Un chemin qui passe nécessairement par le décloisonnement des politiques publiques locales comme le relevait dans sa conclusion le colloque de Villiers-le-Bel « De l’aide alimentaire au droit à l’alimentation : quelles collaborations locales ? ». C’est aussi ce que rappellent Florence Arnaud et Alexandra Cocquière quand elles soulignent que « les interventions des collectivités sont certes nombreuses (…) mais n’abordent la question de l’alimentation que de façon partielle et fragmentée » ajoutant qu’il « manque un cadre de coordination entre les différents acteurs institutionnels, pour plus de lisibilité et efficacité des politiques publiques en ce domaine ».

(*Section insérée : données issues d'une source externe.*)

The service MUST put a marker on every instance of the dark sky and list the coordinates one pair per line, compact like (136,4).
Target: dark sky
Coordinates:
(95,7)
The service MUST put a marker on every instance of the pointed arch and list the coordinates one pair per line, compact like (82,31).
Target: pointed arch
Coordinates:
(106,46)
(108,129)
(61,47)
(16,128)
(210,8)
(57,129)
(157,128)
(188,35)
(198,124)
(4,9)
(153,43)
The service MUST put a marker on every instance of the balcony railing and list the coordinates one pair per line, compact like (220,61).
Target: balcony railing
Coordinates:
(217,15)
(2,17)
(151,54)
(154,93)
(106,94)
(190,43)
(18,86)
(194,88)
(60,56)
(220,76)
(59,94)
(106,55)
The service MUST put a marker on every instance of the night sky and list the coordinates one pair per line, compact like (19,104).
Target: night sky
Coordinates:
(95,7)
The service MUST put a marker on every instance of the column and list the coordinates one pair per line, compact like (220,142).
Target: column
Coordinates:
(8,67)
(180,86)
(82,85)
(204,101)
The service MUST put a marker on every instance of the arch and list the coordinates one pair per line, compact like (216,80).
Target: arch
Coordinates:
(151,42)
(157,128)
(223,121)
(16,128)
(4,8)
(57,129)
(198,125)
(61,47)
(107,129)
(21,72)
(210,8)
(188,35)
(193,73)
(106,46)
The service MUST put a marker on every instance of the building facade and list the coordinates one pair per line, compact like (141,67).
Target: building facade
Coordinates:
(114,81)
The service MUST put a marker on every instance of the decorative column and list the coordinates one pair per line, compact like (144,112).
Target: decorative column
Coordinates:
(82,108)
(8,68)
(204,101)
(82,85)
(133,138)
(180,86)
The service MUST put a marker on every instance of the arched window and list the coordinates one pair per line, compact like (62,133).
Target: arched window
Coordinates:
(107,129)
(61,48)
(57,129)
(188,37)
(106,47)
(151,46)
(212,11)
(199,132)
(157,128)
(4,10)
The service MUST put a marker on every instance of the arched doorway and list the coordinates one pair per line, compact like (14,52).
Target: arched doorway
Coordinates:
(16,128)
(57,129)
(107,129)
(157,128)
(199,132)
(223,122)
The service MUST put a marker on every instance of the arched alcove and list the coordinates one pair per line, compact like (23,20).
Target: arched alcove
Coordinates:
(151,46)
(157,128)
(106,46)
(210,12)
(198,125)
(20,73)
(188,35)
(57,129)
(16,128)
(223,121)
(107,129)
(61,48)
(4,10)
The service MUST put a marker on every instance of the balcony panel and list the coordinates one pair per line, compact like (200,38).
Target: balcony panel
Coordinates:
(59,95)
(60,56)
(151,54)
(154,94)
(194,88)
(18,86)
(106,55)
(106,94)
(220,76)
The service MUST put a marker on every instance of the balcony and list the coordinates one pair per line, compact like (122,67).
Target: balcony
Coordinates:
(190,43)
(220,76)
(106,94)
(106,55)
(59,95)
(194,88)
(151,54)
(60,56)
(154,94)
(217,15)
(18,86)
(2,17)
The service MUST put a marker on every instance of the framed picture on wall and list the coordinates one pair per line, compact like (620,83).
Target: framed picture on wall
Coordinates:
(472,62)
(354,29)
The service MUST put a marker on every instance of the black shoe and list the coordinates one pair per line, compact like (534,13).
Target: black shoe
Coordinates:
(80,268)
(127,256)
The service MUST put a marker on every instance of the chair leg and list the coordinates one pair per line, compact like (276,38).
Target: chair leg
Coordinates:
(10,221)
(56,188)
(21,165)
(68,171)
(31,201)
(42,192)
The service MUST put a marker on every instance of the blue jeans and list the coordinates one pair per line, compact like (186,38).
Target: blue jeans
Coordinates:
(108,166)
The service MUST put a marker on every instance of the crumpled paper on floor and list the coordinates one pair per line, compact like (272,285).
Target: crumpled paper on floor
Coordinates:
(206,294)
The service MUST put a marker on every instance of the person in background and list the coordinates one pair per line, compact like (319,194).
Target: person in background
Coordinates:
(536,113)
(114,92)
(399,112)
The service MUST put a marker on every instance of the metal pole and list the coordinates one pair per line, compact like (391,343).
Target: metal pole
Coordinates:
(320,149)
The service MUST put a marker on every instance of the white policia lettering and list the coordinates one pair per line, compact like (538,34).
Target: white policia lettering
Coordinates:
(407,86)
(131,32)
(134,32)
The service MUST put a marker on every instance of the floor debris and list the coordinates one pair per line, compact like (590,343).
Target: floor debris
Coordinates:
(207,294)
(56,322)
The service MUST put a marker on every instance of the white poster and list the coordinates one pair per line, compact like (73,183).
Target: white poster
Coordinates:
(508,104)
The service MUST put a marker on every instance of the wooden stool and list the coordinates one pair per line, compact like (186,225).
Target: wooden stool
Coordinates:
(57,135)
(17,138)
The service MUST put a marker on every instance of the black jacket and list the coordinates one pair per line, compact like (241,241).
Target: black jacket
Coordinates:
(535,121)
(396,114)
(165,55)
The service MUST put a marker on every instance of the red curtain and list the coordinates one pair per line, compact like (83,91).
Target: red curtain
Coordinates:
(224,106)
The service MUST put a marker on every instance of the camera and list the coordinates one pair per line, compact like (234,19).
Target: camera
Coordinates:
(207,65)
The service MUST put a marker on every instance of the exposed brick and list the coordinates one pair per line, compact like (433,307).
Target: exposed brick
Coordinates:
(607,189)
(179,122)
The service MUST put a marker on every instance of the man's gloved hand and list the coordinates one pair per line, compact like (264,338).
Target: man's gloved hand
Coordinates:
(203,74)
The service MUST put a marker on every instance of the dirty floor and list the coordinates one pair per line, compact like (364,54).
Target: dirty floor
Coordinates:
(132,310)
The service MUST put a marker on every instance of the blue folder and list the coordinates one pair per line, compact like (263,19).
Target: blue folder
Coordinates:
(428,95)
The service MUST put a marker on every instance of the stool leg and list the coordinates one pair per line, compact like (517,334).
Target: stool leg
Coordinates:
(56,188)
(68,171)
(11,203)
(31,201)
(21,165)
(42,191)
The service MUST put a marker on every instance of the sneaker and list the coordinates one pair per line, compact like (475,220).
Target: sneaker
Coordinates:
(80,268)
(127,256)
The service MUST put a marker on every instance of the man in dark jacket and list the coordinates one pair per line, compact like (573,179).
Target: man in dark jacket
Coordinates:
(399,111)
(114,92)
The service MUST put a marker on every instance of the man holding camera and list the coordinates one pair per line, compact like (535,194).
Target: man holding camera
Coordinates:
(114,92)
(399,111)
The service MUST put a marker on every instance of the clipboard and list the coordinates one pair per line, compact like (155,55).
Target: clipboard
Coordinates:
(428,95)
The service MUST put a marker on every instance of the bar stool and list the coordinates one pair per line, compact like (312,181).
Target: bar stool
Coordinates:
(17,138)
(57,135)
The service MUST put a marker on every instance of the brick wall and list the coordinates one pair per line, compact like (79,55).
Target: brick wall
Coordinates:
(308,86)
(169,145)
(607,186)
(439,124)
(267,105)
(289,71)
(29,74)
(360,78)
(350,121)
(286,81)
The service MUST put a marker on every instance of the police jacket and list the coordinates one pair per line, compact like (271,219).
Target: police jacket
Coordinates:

L’agriculture urbaine est donc porteuse de nouveaux champs du possible où se conjuguent justice sociale et justice environnementale. Reste que sa nouvelle popularité la positionne aujourd’hui sur une ligne de crête. Si l’on souhaite une agriculture urbaine sociale, qui conserve sa capacité à accueillir, soulager et soigner, il convient alors de préserver le modèle originel, né dans les quartiers populaires new-yorkais, au début des années soixante-dix. Dans le contexte incertain actuel, l’agriculture urbaine et sa fonction sociale pourraient nous aider à revisiter l’idéal de la ville refuge, ouverte aux hommes et à l’ensemble des êtres vivants, à cette biodiversité dont nous faisons collectivement partie.

Antoine Lagneau, chargé d’études « agriculture urbaine » à l'ARB Île-de-France,
département Biodiversité de L'Institut Paris Region.

1. Projet réalisé en partenariat avec la Driaaf Île-de-France dans le cadre du Programme national pour l’alimentation en Île-de-France, avec l’ARS Île-de-France dans le cadre du projet régional de santé (PRS 2), avec le conseil régional d’Île-de-France et le conseil départemental de la Seine-Saint-Denis.
2. Les inégalités sociales et territoriales des pratiques alimentaires, de l’obésité et de l’insécurité alimentaire dans l’agglomération parisienne en 2010, Alisirs, janvier 2012.
3. D. Grange, K. Castetbon, G. Guibert, M. Vernay, H. Escalon, A. Delannoy, V. Féron, C. Vincelet. Alimentation et état nutritionnel des bénéficiaires de l’aide alimentaire. Etude Abena 2011-2012 et évolutions depuis 2004-2005, Observatoire régional de santé Île-de-France, Institut de veille sanitaire, Institut national de prévention et d’éducation pour la santé, mars 2013, 184 pages.
4. Christine Aubry (UMR SAD-APT Inra/AgroParis Tech), Anne-Cécile Daniel (UMR SAD-APT Inra/AgroParis Tech), Laure de Biasi (L'Institut Paris Region) « La renaissance des jardins collectifs franciliens », Note rapide Environnement, n° 773, L'Institut Paris Région, avril 2018.
5. Pourias Jeanne, « Maraîchage et élevage urbain : quelle contribution à la justice alimentaire? » in Antoine Lagneau et al. (dir.), Agriculture urbaine : vers une réconciliation ville- nature, Neuvy en Champagne, Le Passager Clandestin, 2015, pp. 257-274.
6. Florence Arnaud, Alexandra Cocquière, « Droit de l’alimentation et territoires : un jeu de rôles complexe », L'Institut Paris Region, 2017.